Ella
- Cover of first hardback edition. The child on the cover is Geller's daughter.
- Author: Uri Geller
- Language: English
- Genre: Science fiction, parapsychology
- Publisher: Headline
- Publication date: 12 March 1998
- Publication place: United Kingdom
- Media type: Print (hardback & paperback)
- Pages: 438
- ISBN: 9780747259206
- Followed by: Dead Cold

= Ella (novel) =

1998 novel written by Uri Geller

Ella, or Ella: A Psychic Thriller, is a science fiction novel by Israeli illusionist and self-proclaimed psychic Uri Geller, first published in 1998. The novel tells the story of Ella Wallis, an abused 14-year-old girl living in Bristol, England, who develops telekinesis, levitation, and other psychic powers and achieves fame while at the midst of a power struggle between adults who want to control her.

==Background==

The book's themes marked a change for Geller, moving his focus away from illusions such as spoon bending and onto the power of prayer. As part of his research for the novel, Geller spent two days at Saint Catherine's Monastery, at the foot of Mount Sinai. Geller said in an interview with Heise Online that he gave powers to Ella that he did have, but always wanted, and noted that a lot of the plot within the book that covered poor public relations stunts and bad press was inspired by the reactions he himself had received over the years, as was the criticism made by the book of skepticism. He expressed his hope to The Times that Ella would be made into a movie, but as yet this has not been the case. The Guardian suggested parallels between Ella's and Geller's lives, with the darkness in Geller's life being reflected in much of the plot of the book.

==Plot==

The story concerns a fourteen-year-old girl named Ella Wallis, who lives in Bristol with her parents. She is bullied at school due to her family's poverty, and is abused at home, both physically by her fundamentalist Christian father, and sexually by his brother, Ella's uncle. Her French mother is an alcoholic. The stress and upset in her life result in Ella developing bulimia, and subsequently paranormal powers, beginning with pyrokinesis, when she sets a Nativity scene alight at school. She then develops telekinesis in a response to her uncle trying to exorcise her, moving books with her mind. As Ella's abilities become more widely-known, a series of people try to exploit her, including Icelandic psychic researcher Peter Guntarson, Spanish public relations specialist José Miguel Dóla, and her own family, who realise the money-earning potential of Ella's abilities. Over time Ella develops further powers, including levitation, teleportation, remote viewing, and psychic healing.

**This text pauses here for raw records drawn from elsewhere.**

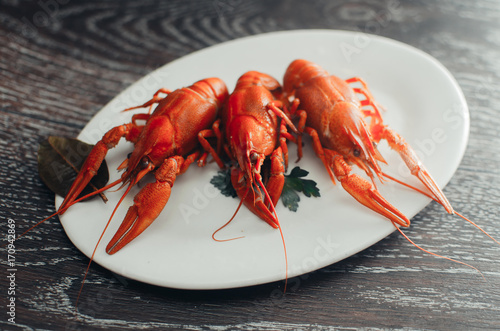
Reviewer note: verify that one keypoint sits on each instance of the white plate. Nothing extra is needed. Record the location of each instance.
(423, 102)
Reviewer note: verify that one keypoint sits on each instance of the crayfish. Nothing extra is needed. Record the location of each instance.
(254, 133)
(333, 115)
(166, 144)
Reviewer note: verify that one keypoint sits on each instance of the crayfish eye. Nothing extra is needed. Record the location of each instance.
(254, 157)
(144, 162)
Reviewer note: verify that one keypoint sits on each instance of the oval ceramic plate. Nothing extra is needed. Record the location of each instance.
(423, 103)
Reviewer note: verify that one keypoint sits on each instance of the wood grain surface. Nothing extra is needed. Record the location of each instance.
(61, 61)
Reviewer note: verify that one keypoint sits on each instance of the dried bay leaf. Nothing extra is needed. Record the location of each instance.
(60, 160)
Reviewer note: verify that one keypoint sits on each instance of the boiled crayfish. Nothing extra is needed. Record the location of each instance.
(332, 114)
(167, 143)
(254, 132)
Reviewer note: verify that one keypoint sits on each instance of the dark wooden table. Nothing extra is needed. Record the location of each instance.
(62, 61)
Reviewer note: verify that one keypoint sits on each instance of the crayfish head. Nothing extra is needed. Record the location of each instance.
(298, 73)
(256, 78)
(154, 143)
(353, 138)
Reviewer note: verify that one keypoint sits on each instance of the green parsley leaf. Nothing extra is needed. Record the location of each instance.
(294, 182)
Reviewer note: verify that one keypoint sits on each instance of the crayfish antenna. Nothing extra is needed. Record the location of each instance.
(61, 211)
(230, 220)
(437, 255)
(100, 238)
(279, 227)
(433, 198)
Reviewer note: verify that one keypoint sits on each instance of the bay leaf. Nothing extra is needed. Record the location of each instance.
(59, 162)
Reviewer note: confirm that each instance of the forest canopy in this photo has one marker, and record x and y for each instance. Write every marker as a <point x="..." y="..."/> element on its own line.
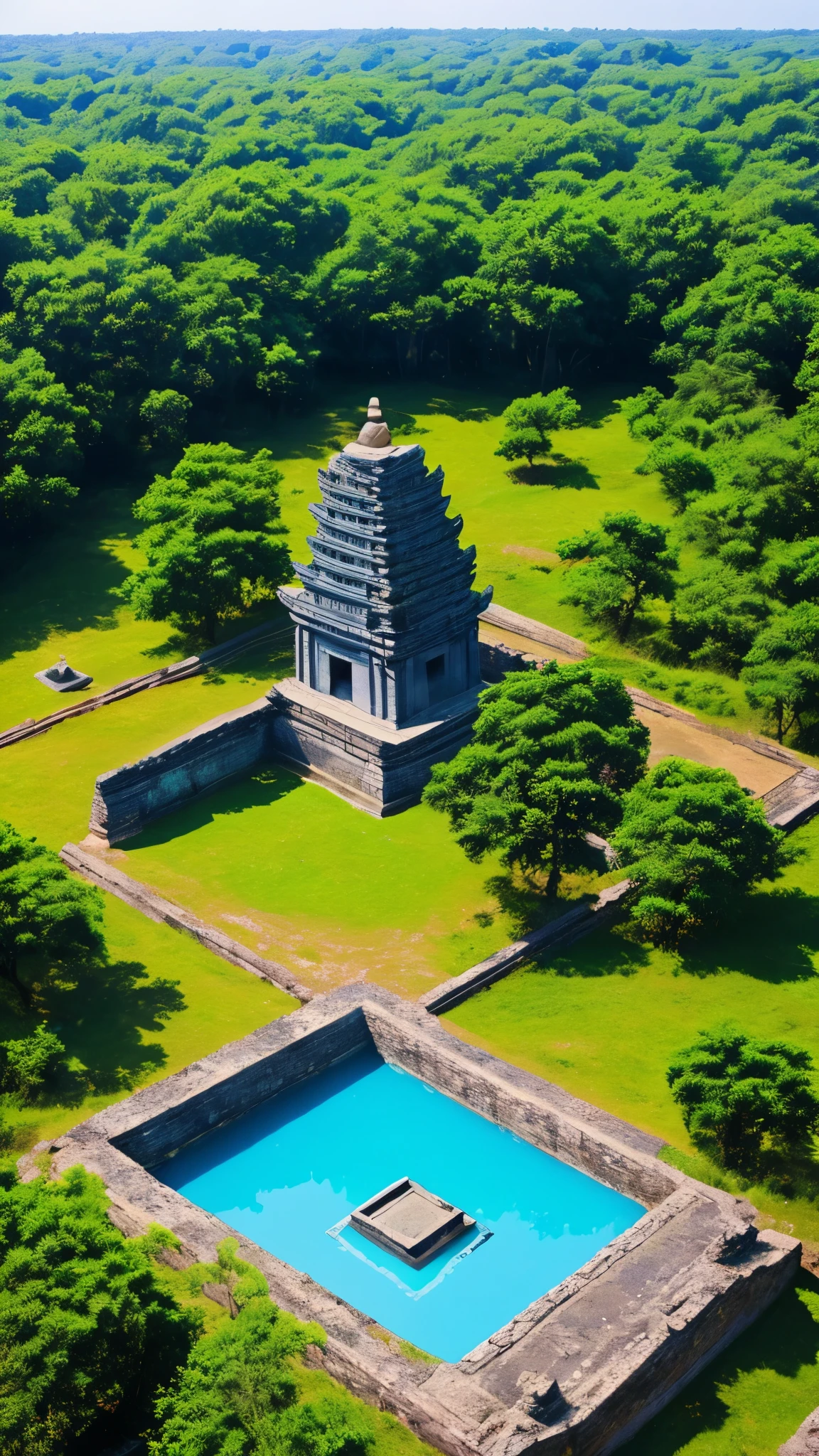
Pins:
<point x="196" y="220"/>
<point x="212" y="215"/>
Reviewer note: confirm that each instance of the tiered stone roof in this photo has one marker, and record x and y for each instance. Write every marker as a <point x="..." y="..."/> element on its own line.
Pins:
<point x="388" y="568"/>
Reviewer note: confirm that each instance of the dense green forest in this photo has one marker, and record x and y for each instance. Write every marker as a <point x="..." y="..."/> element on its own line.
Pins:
<point x="190" y="222"/>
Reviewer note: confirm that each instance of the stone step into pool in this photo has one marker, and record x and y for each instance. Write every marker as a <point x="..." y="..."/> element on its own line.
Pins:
<point x="290" y="1174"/>
<point x="592" y="1286"/>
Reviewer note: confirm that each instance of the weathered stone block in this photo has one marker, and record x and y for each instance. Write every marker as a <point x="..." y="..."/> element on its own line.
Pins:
<point x="137" y="794"/>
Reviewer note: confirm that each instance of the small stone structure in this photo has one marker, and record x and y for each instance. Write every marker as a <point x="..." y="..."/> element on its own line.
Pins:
<point x="410" y="1222"/>
<point x="583" y="1366"/>
<point x="62" y="678"/>
<point x="388" y="663"/>
<point x="805" y="1440"/>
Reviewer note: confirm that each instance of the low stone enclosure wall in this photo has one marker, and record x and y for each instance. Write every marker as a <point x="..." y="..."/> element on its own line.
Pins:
<point x="611" y="1344"/>
<point x="136" y="796"/>
<point x="127" y="800"/>
<point x="162" y="676"/>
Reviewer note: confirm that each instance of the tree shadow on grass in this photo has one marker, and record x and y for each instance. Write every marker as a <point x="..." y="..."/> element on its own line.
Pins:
<point x="773" y="939"/>
<point x="560" y="473"/>
<point x="66" y="582"/>
<point x="784" y="1340"/>
<point x="257" y="790"/>
<point x="474" y="414"/>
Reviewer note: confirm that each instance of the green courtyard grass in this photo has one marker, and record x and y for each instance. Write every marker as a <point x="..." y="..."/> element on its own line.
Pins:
<point x="515" y="516"/>
<point x="336" y="894"/>
<point x="159" y="1004"/>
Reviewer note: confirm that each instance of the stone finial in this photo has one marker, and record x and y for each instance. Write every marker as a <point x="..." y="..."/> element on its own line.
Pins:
<point x="375" y="433"/>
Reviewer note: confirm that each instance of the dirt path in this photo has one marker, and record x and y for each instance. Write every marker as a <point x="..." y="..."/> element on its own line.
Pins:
<point x="754" y="771"/>
<point x="670" y="736"/>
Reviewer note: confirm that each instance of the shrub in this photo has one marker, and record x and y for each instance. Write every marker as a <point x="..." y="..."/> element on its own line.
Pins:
<point x="741" y="1093"/>
<point x="694" y="843"/>
<point x="238" y="1396"/>
<point x="86" y="1332"/>
<point x="30" y="1064"/>
<point x="43" y="907"/>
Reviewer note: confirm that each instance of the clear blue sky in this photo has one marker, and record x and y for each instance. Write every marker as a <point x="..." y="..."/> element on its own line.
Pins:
<point x="62" y="16"/>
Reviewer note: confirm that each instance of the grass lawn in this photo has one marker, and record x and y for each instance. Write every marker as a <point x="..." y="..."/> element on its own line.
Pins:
<point x="304" y="877"/>
<point x="161" y="1002"/>
<point x="604" y="1021"/>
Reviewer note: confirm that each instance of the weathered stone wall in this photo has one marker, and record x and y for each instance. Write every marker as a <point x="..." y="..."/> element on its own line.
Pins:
<point x="223" y="1100"/>
<point x="805" y="1442"/>
<point x="143" y="899"/>
<point x="621" y="1336"/>
<point x="535" y="1118"/>
<point x="129" y="798"/>
<point x="498" y="658"/>
<point x="384" y="775"/>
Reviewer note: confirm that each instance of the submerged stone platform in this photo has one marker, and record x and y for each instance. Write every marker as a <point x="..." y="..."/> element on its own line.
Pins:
<point x="410" y="1222"/>
<point x="583" y="1366"/>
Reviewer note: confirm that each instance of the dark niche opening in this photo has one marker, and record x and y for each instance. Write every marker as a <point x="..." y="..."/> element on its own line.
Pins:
<point x="436" y="678"/>
<point x="341" y="679"/>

She gets ever thinner, from the ongoing impact of her eating disorder, and eventually appears to die live on television, with her final act being to heal the sickness of everyone in the world, with something known as the "Ella Effect". The book hints that she was actually transformed into an angel.

==Reception==

Publishers Weekly described the book as an "acerbic portrait of the sensationalist media, [which] adds a new twist to this predictable but engaging tale". In a highly critical review, The Jerusalem Post said that "There is not a single redeeming feature in any one of the ugly, unpleasant, and indeed revolting characters in this book", and that "as a thriller writer, Geller is a flop." 10 years later, in 2008, Geller was still upset by the Posts review, and blamed it on the "intelligentsia" not accepting him.